What one cannot applaud are the apparent reactions of Charles Ogletree and Alan Dershowitz to the Tribe situation. Ogletree is quoted by The Harvard Crimson as saying that the charges against Tribe are ‘nonsense.’ Nonsense? When Tribe has admitted them and apologized? It is hard to believe Ogletree said that. Is The Crimson quoting him correctly and in context? If it is, what the hell is the matter with this guy? One begins to wonder whether Harvard should keep him.

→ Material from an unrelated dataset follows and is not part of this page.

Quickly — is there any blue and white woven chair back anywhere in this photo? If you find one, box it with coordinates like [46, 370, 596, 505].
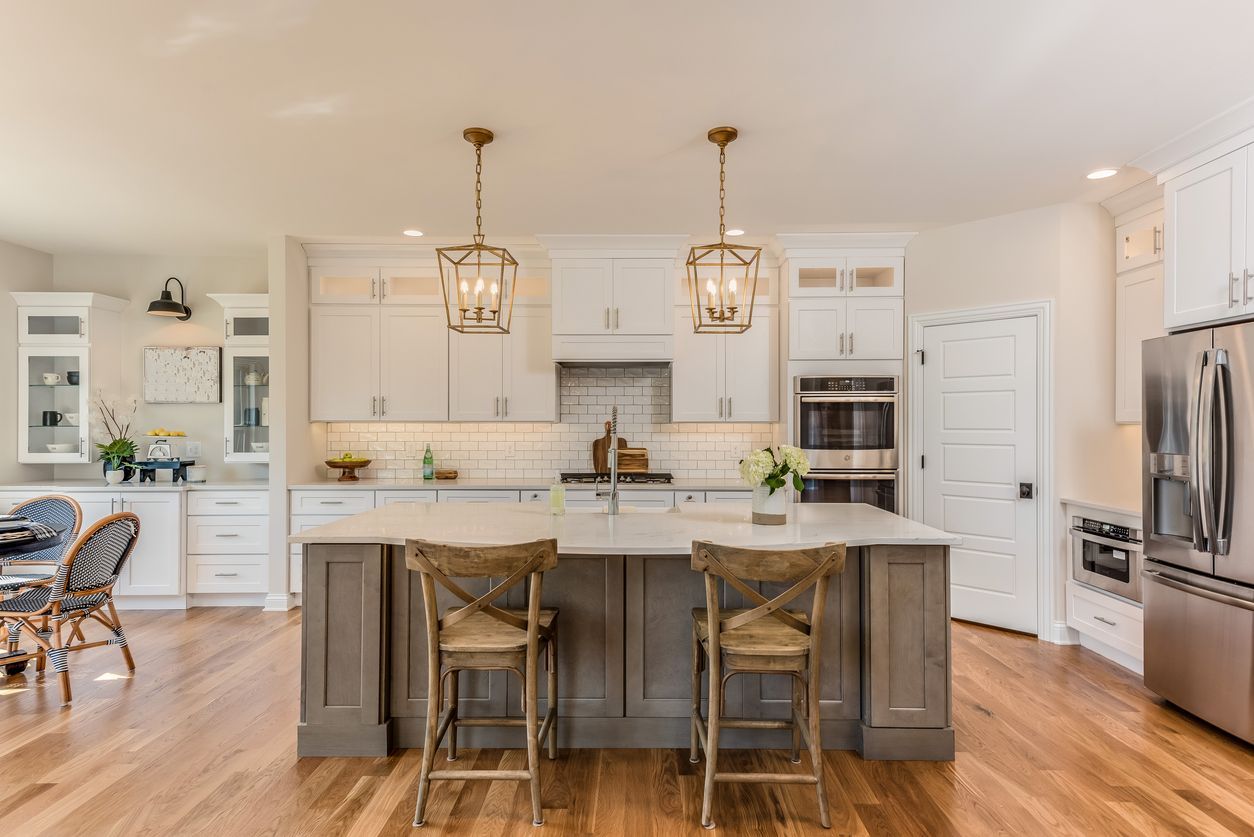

Whenever someone is criticized here, he or she (so far I don’t remember any she’s, however) is asked if they would like to respond. Professor Ogletree was asked. He has responded. Set forth below are the relevant context of what appeared in The Crimson, and Professor Ogletree’s response to me.
The Crimson wrote:
‘I have immediately written an apology to Professor Abraham, whom I -- like so
many others -- hold in the highest regard,’ Tribe said in his statement.The 83-year-old Abraham, who is retired from his post as a law professor at the University of Virginia, could not be reached for comment yesterday.
But both Ogletree and Dershowitz jumped to defend their colleague from the charges leveled against him.
Ogletree, speaking to The Crimson yesterday, dismissed The Standard’s allegations against Tribe as ‘nonsense.’
Professor Ogletree’s response says:
My ‘nonsense’ response was to the claim that Professor Tribe would NOT respond
to the charges. He responded the very day that the matter was brought to his
attention, as I imagined he would. Nothing else was said or should be implied
from my comment. [Emphasis in original.]
There obviously is what one might politely call a disjunction between what The Crimson wrote and what Professor Ogletree wrote. To explicitly state the utterly obvious, The Crimson says Professor Ogletree called the charges against Professor Tribe nonsense. Professor Ogletree says he called the idea that Professor Tribe would not respond to the charges nonsense.
This all seems quite unfortunate. For either The Crimson would seem to have quoted Professor Ogletree horribly out of context (as the blog suggested might be possible), or there was a misunderstanding somehow, or Professor Ogletree’s response is not true.
In view of what the first and last of the three possibilities might mean, it would seem desirable for the dramatis personnae to try to clear up what caused the disjunction. One is sorely tempted to think, one surely wants to think, that there was some sort of misunderstanding on one side or the other, or even on both sides. But one doesn’t know. Given the unhappy meaning of two of the alternatives, the parties should try to clear up what happened.